At the top of the stack and the book having the best chance of hitting the cat will be Frank McCourt’s book, The Teacher Man. This is the first book of his I have read and it is becoming a personal favorite. Under it is a book written by Ralph Palmen, 8 Critical Lifetime Decisions. Anything Ralph writes is worth reading, he has wisdom worth passing on. Next is Trusting God by Jerry Bridges, I am not really reading this book but I pulled it off the shelf looking for some answer to some question. I don't really remember what that was about. Regardless here it sits waiting for the cat to walk by. Next comes a garage sale find, a used New American Standard Version of the Bible. What does that say about me when my Bible is buried four books deep, hmmm…. Next is a book on writing called Characters, Emotion and Viewpoint, by Kress. Under that is a novel I have tried three times to read called, The Gold of Exodus. Oh, look another Thrift Store find, Writing Fiction by Cassill. Oh, I can’t believe it; under this book is another Bible. I wonder how long it’s been since that one was read, let me blow the dust off it. Next is a book called, Three Mennonite Poets. Poetry is not my thing but I did read one of the poems. Next is a grammar book called Write Right. I guess it is a nice thought thinking I can learn some grammar at this time of my life. I have made little progress. The main problem to be quite frank is that the book is a bit boring – surprise! And at the very bottom is a book called, Blest Atheist, by Elizabeth Mahlou, written by a fellow blogger. It is her life story and a very interesting read. Elizabeth takes the reader through her depths of tragedy and back to the heights of human achievement. If you choose to read this book, get ready to laugh and cry within the same page and sometimes both at the same time. This book is not for the emotional weakling. I had to put it aside several times before I could pick it back up.
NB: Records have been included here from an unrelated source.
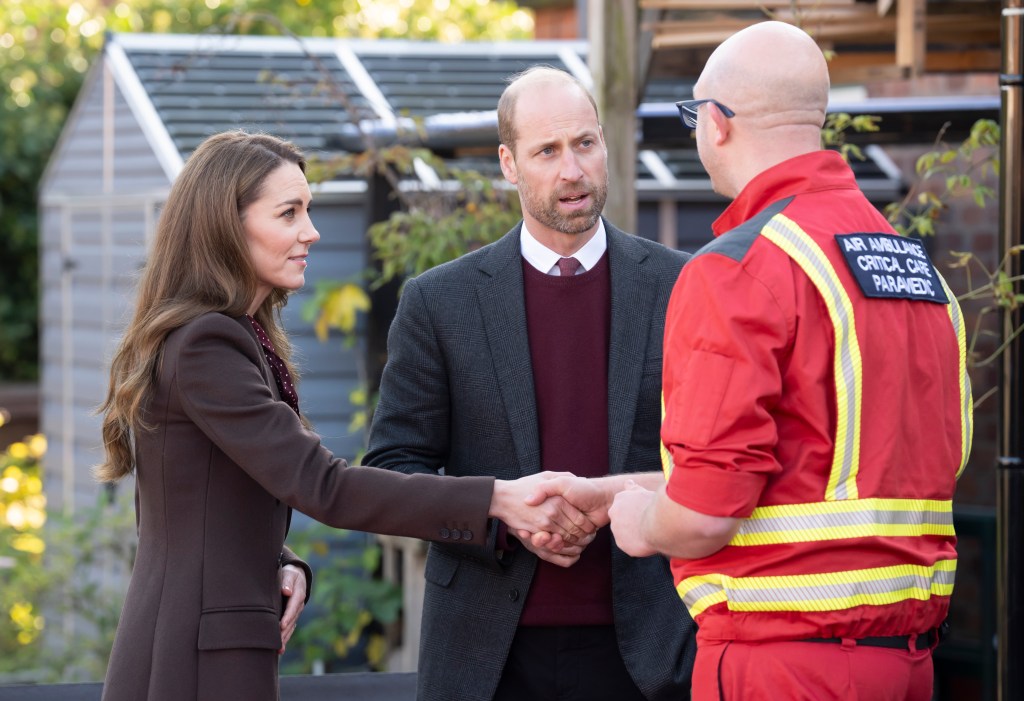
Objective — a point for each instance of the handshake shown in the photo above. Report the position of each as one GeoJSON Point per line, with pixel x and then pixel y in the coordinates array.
{"type": "Point", "coordinates": [556, 515]}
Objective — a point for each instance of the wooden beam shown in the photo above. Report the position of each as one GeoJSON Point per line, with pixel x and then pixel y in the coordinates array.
{"type": "Point", "coordinates": [911, 36]}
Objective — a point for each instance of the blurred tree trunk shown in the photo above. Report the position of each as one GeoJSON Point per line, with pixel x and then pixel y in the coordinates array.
{"type": "Point", "coordinates": [612, 35]}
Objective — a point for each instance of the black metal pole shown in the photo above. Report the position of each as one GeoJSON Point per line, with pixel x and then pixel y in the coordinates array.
{"type": "Point", "coordinates": [1010, 472]}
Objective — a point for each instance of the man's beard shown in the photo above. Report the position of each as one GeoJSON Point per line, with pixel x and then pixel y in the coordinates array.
{"type": "Point", "coordinates": [546, 211]}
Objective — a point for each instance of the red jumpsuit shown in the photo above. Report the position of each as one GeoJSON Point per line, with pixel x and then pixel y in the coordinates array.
{"type": "Point", "coordinates": [834, 423]}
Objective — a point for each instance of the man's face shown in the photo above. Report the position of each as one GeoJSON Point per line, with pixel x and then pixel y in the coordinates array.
{"type": "Point", "coordinates": [560, 162]}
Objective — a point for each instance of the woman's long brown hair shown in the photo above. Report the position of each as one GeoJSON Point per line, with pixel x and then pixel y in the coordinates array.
{"type": "Point", "coordinates": [199, 263]}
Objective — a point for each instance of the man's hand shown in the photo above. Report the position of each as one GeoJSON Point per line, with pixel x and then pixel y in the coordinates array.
{"type": "Point", "coordinates": [513, 502]}
{"type": "Point", "coordinates": [553, 550]}
{"type": "Point", "coordinates": [629, 513]}
{"type": "Point", "coordinates": [293, 585]}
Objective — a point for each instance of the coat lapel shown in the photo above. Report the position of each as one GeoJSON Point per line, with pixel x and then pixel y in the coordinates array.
{"type": "Point", "coordinates": [632, 308]}
{"type": "Point", "coordinates": [504, 312]}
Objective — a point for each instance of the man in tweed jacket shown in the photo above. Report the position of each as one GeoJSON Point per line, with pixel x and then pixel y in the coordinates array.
{"type": "Point", "coordinates": [466, 391]}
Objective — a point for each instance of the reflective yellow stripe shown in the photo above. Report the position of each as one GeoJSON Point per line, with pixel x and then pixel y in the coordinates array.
{"type": "Point", "coordinates": [666, 455]}
{"type": "Point", "coordinates": [967, 401]}
{"type": "Point", "coordinates": [786, 234]}
{"type": "Point", "coordinates": [845, 519]}
{"type": "Point", "coordinates": [825, 592]}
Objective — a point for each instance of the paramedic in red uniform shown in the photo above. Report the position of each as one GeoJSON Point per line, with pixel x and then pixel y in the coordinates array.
{"type": "Point", "coordinates": [817, 410]}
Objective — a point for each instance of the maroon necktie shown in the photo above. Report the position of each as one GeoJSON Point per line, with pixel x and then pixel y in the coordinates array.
{"type": "Point", "coordinates": [284, 379]}
{"type": "Point", "coordinates": [567, 266]}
Stack number two – the short stack – the active stack, first is ‘Finding God’, by Larry Crabb. This is one of those books that you can read, pick it up a couple years later and get something new from it. This is probably at least the third time it has taken space on my night stand and I am sure it will be back for several more visits before my days have ended, Lord willing. Next is a Bible I actually read now and then, who woulda’ thunk?
Lastly is a novel by Susan Howatch, a favorite author of my wife’s. Ms. Howatch has yet to draw me into her vortex of fans. My first attempt at Howatch was a few years back, after reading four pages and having to go to the dictionary eight times in four pages, our dear Susan, kinda’ ticked me off – write a set or two lower please. So, I just put her back on the shelf and decided she did not intend for me to be included in her key demographic audience. I am going to give Howatch one more try – I don’t want to hold a grudge.
Well that’s pretty much it. My night stand is now cleaned off and ready for some new additions. The cat is safe, don’t worry Choco.
Thank you for your help, I will always take help with tidying up. As usual you are the best.
Thanks for reading all the way to the end.